Di dalam makalah ini kami hanya membahas seputar
- Tentang kehidupan al hallaj
- Beberapa karomah yang dimilikinya
- pemikirannya
- Pandangan Orang Sufi terhadap “Anal Haqq”
- Dibalik Anal Haqq-nya
BAB II
PEMBAHASAN
1. Sekilas Tentang Al-Hallaj
Al- Hallaj merupakan salah seorang sufi besar dan paling terkenal pada abad ke-9 dan ke-10. Ia bahkan sering disebut sebagai sufi paling populer pada masa itu. Popularitas tersebut dikarenakan kehidupan dan pemikirannya yang mengundang kontroversi, pertentangan, bahkan eksekusi yang menimpa terhadap dirinya. Hukuman mati yang dijatuhkan kepadanya merupakan usaha para ulama dan penguasa yang menuduhnya melakukan penghinaan terhadap Tuhan. Ia terkenal karena berkata: "Akulah Kebenaran", ucapan yang membuatnya dieksekusi secara brutal.
Nama lengkapnya adalah Husain ibn Mansur Al-Hallaj , seorang ulama sufi yang kelak berpengaruh dalam peradaban teosofia Islam, sekaligus menjadi watak misterius dalam sejarah Tasawuf Islam. lahir di tengah pergolakan intelektual, filsafat, politik dan peradaban Islam, di kota Thur yang bercorak Arab di kawasan Baidhah, Iran Tenggara, pada tanggal 26 Maret 866 M. Ia merupakan seorang keturuna Persia. Kakeknya adalah seorang penganut Zoroaster dan ayahnya memeluk islam.
Pada usia 16 tahun, ia berada di Tustar belajar tasawuf dengan Abdullah Tustari dan pada usia 18 tahun ia berangkat ke Basrah dan Bagdad. Di Bagdad ia belajar dengan Junaidi al-Bagdadi dan Amru bin Usman al-Makki.

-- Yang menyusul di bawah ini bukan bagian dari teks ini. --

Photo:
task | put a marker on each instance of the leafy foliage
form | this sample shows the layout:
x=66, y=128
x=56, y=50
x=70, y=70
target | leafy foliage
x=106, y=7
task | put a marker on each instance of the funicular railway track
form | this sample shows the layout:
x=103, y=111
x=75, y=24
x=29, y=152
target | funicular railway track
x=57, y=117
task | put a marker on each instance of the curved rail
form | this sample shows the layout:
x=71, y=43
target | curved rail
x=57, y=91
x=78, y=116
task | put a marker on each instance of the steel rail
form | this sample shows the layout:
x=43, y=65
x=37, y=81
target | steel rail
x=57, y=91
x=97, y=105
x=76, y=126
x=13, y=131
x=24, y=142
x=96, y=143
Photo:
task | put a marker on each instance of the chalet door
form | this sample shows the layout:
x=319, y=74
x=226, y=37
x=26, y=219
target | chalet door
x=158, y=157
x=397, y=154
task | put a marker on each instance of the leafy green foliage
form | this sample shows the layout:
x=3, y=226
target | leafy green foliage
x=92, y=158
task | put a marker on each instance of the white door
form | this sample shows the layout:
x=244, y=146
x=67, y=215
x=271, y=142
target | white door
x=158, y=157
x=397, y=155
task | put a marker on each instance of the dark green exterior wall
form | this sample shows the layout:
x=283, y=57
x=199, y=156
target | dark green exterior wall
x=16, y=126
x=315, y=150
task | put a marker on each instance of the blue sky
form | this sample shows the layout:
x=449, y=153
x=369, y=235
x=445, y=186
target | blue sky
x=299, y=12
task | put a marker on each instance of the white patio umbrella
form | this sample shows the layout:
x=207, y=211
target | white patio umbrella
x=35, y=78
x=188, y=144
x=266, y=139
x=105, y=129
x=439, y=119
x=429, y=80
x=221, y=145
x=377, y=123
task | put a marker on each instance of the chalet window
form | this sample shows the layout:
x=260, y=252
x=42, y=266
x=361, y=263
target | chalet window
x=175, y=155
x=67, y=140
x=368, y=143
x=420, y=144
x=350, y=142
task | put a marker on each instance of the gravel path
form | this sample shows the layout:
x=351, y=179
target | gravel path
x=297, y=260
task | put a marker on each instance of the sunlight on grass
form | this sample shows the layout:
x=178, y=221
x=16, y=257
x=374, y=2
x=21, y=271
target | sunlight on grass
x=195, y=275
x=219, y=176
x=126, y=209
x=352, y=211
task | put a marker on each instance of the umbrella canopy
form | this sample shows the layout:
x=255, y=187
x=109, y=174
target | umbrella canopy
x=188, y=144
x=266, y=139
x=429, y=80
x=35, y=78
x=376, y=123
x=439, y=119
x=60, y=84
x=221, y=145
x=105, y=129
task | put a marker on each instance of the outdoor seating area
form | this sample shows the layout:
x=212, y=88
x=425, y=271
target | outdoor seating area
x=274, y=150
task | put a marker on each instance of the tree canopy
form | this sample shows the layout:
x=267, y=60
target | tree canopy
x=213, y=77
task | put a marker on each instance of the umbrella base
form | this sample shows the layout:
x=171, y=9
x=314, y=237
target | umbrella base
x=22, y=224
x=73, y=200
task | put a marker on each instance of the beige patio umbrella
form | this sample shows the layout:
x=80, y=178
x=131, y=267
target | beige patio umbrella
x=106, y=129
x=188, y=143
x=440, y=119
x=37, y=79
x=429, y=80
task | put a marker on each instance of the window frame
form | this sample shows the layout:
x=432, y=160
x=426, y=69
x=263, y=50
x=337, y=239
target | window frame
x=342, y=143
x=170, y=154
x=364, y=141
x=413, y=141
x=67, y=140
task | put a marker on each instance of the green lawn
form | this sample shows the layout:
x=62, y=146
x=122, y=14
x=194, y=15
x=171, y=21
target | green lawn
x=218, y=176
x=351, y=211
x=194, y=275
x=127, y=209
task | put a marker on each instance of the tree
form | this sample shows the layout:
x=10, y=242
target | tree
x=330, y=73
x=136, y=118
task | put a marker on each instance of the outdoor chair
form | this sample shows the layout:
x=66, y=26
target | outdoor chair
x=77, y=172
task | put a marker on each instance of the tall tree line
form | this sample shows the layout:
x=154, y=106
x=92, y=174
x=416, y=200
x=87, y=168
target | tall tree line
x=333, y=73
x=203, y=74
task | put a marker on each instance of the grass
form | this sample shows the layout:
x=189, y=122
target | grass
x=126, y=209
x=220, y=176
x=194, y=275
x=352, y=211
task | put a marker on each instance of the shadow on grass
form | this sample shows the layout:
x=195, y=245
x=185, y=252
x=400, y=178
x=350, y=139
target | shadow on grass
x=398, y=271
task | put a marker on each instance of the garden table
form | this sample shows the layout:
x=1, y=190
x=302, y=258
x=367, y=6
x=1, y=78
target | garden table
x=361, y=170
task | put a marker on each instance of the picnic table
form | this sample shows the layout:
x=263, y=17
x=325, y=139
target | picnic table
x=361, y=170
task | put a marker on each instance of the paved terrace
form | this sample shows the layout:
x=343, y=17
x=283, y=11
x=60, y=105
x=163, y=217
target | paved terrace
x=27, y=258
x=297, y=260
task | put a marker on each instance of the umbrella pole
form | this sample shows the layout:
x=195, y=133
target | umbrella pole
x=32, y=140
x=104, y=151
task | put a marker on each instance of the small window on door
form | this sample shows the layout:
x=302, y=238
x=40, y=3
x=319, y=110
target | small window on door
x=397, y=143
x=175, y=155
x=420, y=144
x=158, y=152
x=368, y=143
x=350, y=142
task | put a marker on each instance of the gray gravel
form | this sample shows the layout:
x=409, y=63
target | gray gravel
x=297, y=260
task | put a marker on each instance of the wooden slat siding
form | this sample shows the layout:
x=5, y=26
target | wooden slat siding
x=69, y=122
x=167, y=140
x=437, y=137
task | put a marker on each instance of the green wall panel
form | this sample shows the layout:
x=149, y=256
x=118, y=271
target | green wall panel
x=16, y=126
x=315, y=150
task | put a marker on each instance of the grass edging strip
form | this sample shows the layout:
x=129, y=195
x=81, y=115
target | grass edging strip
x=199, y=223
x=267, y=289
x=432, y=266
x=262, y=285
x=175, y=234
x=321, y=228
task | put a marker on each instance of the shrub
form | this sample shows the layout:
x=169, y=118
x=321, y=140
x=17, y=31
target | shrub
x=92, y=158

Menurut catatan As-Sulamy, Al-Hallaj pernah berguru pada Abul Husain an-Nury, Abu Bakr al-Fuwathy dan guru-guru lainnya. Walau pun ia ditolak oleh sejumlah Sufi, namun ia diterima oleh para Sufi besar lainnya seperti Abul Abbad bin Atha’, Abu Abdullah Muhammad Khafif, Abul Qasim Al-Junaid, Ibrahim Nashru Abadzy. Mereka memuji dan membenarkan Al-Hallaj, bahkan mereka banyak mengisahkan dan memasukkannya sebagai golongan ahli hakikat. Bahkan Muhammad bin Khafif berkomentar, “Al-Husain bin Manshur adalah seorang a’lim Rabbany.”
Setelah menunaikan ibadah haji ia kembali ke Bagdad dan selanjutnya ia mulai mengembara ke Ahwaz, Hurasan, Turkistan, dan ke India ia mempelajari filsafat Hindu dan Budha dan juga mempelajari mistik dan astronomi. Pada usia 58 tahun ia kembali ke Bagdad dengan membawa ajaran yang mengagetkan para ulama fikih dan ahli tasawuf.
2. Karomah Al-Hallaj
Beliau memiliki begitu banyak karomah semasa hidupnya. Suatu hari Al-Hallaj melewati sebuah gudang kapas dan melihat seonggok buah kapas. Ketika jarinya menunjuk pada onggokan buah kapas itu, biji-bijinya pun terpisah dari serat kapas.Beliau juga dijuluki Hallaj Al Asrar karena mampu membaca pikiran orang dan menjawab pertanyaan mereka sebelum ditanyakan kepadanya.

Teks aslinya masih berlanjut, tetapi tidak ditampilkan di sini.